A few weeks ago I had a dream. I was taking a swimming lesson and I was the only adult in the group. I was all geared up in my swimsuit and walked into the pool holding the hands of the little kids in the swim class with me. As I entered the pool area, my new pastor, Vera, was already in the water leading another swim lesson, again all little kids, that was just finishing up. She looked up, saw me, and asked, "Do you have your goggles, DeNae?" I told her that I did not and she replied, "You might want them because the water's going to get really rough."
How's that for a sneak peek at my life. Folks, the water is currently rough. We are staying afloat, but the stress is building, trying to sink us from all angles.
We put our house on the market to move from Minnesota to Colorado and thought that selling our house would be the hard part. We dropped the price a few times and finally accepted an offer after what felt like an eternity (probably due to the fact that we had over 40 showings and we have four kids), but was actually at the average for days on market. It was hard. In fact, we thought it would be the hardest piece of the moving puzzle.
Then we spent seven weeks in Omaha where we never really felt at home because it wasn't really home. We were there too long for it to be a vacation and not long enough to feel at all settled. It was hard.

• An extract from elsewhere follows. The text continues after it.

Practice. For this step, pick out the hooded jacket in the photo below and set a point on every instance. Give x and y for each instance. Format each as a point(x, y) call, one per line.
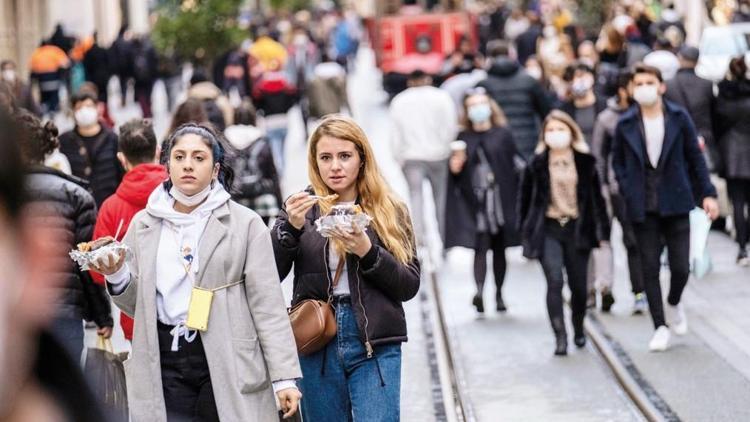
point(131, 196)
point(379, 283)
point(522, 99)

In fact, we changed our minds and thought that would be the hardest piece of the moving puzzle.
Now we are home. We love Colorado and the kids are in a co-op and starting their spring sports. We have a new church home and are meeting more people and love the mountains and the skiing and the proximity to my mom and Keith and on and on the list goes. Unfortunately, it appears we are not the only people who love it here.
The housing market has reached a panicked frenzy. I have explained it this way: Imagine a koi pond at the zoo just after a child throws a handful of food into it. It's that crazy here. We have been at showings where there are 8 other realtors and families looking at the same time. All houses we look at get at least four offers in two days and usually at least one is cash and at least one is $20,000 over asking price.
The freaky, sad, really stressful reality is that we have less than two months to find a place to live because our lease is up. We cannot extend our current lease for a multitude of reasons and the rental market is even tighter than the housing market.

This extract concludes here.